After his stay over, it would be polite to position yourself at the front door and do a reverse of the above; putting back into his hands his various devices and the power of connectivity. Repeat as a custom on each staying over. He should get the hint.

Outside your home, when you are on a date, keep his blackberry close to hand – perhaps disposed into your handbag. Then upon combination of a fine evening out; wine, food etc. adn the lag between the Starters and Main, you can Facebook yourself and throw yourself into his digital reverie.

7 Responses to “#572 Virginity pact”

  1. Dr Mariann Hardey says:

    @ Rob,

    I'm sure readers would rather eat camel hoof than become tired by my constant updating of personal social incidences. Of which there are numerous. All good of course.

    You may have read some here…

  2. Rob says:

    Just out of interest, Dr Hardy, do you share any of your own digitally social dilemmas on here?

    I'm intrigued.

  3. Dr Mariann Hardey says:

    @ Stuart, have no fear. I'm leaving the Evangelist readers to their own virginity pacts.

    @ Junie – but it wasn't Facebook per se that split the marriage was it…Facebook promise rings?… Yuk.

    @AdamG proper 'oldies' on Facebook. A dream. I would cultivate their Wallposts and become a network 'hero' / famous within networks. Check out the gran who tweets from Juru.

    @ Rob or reconfigure his power supply.

  4. Rob says:

    So what you're basically saying is that you need to penetrate his firewall?

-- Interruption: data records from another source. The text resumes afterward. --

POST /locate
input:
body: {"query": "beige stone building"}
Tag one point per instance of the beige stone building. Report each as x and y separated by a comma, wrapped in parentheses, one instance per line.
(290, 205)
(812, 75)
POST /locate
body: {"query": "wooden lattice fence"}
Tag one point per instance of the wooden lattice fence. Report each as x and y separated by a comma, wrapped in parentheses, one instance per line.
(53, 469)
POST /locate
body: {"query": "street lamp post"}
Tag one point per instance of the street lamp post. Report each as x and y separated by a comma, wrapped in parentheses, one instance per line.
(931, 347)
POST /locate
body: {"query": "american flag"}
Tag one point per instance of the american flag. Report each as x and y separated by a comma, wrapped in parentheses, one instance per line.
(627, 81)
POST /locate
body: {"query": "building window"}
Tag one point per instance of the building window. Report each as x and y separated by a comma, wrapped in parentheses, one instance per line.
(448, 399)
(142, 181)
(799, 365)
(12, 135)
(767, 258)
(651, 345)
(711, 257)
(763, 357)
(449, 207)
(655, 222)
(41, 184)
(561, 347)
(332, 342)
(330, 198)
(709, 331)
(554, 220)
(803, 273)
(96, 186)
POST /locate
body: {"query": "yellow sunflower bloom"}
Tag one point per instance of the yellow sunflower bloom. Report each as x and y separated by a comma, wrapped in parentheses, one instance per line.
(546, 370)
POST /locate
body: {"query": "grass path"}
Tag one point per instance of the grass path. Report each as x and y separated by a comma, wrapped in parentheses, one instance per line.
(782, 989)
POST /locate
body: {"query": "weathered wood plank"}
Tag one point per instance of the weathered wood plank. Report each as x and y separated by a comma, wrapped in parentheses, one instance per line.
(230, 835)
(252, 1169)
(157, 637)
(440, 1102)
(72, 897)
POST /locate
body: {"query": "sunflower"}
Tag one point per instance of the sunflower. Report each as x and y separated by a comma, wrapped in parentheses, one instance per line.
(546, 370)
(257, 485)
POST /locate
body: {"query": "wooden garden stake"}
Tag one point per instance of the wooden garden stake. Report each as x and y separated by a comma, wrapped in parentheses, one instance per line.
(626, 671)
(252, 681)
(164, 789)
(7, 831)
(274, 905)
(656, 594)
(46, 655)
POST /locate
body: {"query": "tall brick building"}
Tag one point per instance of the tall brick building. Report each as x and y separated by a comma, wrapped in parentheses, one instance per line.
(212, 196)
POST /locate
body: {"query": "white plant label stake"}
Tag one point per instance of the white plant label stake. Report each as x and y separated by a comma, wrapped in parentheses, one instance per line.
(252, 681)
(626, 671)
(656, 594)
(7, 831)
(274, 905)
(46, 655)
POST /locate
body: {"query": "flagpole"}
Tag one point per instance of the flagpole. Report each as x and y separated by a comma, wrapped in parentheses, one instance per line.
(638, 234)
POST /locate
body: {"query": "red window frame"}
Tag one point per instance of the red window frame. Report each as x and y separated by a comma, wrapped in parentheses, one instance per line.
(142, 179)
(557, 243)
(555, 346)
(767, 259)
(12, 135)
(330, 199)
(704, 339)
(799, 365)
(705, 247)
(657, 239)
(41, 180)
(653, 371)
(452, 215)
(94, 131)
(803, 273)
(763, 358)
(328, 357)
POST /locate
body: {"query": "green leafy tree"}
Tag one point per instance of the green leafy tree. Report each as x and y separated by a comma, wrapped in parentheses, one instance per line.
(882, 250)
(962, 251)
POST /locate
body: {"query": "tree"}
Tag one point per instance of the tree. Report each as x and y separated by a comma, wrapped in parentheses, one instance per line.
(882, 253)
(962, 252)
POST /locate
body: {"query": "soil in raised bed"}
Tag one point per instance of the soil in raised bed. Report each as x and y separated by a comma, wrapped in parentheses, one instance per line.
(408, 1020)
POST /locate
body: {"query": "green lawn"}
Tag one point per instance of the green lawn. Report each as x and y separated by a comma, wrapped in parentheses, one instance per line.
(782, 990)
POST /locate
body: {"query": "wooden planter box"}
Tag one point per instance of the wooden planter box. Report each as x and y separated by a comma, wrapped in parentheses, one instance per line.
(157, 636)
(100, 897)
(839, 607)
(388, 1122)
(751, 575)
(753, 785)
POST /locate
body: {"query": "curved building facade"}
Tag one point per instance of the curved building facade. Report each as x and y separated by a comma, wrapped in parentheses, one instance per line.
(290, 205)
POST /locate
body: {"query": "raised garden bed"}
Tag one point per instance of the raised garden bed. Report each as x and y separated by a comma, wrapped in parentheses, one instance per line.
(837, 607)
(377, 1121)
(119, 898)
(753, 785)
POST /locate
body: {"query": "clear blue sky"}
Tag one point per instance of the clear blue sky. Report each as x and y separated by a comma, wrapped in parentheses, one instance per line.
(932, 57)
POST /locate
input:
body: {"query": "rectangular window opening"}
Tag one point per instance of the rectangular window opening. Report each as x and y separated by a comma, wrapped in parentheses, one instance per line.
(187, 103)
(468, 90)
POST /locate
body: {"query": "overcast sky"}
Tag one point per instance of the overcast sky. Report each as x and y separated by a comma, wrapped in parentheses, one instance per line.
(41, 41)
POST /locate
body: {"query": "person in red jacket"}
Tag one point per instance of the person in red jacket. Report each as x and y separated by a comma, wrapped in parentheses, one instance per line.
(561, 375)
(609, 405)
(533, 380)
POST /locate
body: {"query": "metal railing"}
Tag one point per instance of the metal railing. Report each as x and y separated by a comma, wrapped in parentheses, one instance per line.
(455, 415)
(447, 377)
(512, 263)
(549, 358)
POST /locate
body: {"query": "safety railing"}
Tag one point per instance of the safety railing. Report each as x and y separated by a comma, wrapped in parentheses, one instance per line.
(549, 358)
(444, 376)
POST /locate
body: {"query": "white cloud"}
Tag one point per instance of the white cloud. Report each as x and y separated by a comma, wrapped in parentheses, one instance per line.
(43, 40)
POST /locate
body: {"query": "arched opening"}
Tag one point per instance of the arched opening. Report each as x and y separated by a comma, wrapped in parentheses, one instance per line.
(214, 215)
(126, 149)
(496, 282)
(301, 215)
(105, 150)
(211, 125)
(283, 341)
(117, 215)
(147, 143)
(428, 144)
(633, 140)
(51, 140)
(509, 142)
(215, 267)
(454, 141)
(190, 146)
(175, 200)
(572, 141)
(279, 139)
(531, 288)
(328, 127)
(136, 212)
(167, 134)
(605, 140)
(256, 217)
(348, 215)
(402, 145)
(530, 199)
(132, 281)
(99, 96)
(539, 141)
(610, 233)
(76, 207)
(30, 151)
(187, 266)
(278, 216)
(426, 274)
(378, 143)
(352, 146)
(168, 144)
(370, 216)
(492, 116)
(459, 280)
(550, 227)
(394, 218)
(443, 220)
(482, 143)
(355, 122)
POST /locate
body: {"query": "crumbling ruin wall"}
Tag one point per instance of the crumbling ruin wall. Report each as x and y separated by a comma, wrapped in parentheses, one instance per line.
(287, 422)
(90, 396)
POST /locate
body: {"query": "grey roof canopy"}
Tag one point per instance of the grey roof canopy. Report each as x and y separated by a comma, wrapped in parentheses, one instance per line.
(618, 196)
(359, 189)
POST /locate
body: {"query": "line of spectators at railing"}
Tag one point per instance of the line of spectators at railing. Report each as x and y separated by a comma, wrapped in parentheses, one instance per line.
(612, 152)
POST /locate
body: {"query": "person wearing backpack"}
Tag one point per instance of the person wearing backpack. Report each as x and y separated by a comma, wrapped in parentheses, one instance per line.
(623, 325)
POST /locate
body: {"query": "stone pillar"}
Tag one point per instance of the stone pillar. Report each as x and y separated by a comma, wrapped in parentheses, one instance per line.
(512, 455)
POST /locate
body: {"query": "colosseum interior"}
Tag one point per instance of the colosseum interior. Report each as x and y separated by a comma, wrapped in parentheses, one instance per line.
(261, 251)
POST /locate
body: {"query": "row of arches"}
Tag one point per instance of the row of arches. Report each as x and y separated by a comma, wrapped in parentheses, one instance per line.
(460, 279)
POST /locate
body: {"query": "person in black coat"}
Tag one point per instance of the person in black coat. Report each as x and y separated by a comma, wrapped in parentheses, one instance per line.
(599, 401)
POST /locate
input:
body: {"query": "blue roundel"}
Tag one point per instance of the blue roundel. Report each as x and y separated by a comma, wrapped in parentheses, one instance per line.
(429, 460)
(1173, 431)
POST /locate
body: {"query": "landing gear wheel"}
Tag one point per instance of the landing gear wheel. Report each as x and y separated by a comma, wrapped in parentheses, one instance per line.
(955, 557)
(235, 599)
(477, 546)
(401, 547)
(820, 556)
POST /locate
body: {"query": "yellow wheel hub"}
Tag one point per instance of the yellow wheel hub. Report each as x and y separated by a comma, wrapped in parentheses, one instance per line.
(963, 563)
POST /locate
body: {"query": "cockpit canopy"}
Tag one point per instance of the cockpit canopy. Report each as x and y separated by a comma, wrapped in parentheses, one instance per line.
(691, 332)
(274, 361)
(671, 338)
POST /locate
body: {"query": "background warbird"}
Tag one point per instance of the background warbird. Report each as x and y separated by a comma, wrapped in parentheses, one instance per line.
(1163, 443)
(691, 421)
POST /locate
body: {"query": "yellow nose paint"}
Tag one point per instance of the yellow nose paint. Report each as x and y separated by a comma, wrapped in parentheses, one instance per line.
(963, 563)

    Sorry. Couldn't resist.

  5. AdamG says:

    My grandparents are on Facebook and are snoops, so I have censored them from my wall because I can’t control what is posted there. This might be good advice for others.

  6. Junie says:

    A part of Facebook is reconnecting with people from the past, but sometimes innocent flirting with an “old flame” can lead to the end of a marriage. I have heard about cases of marriages ending as a result of affairs started on Facebook. The advice should be give your spouse your password, and permission to log into your Facebook account at any time. I would make it part of the marriage ceremony rings and Facebook passwords.

  7. Stuart Says says:

    Gave me a heart attack. Thought you were advocating a virginity pact. Your American Evangelist readers would like that.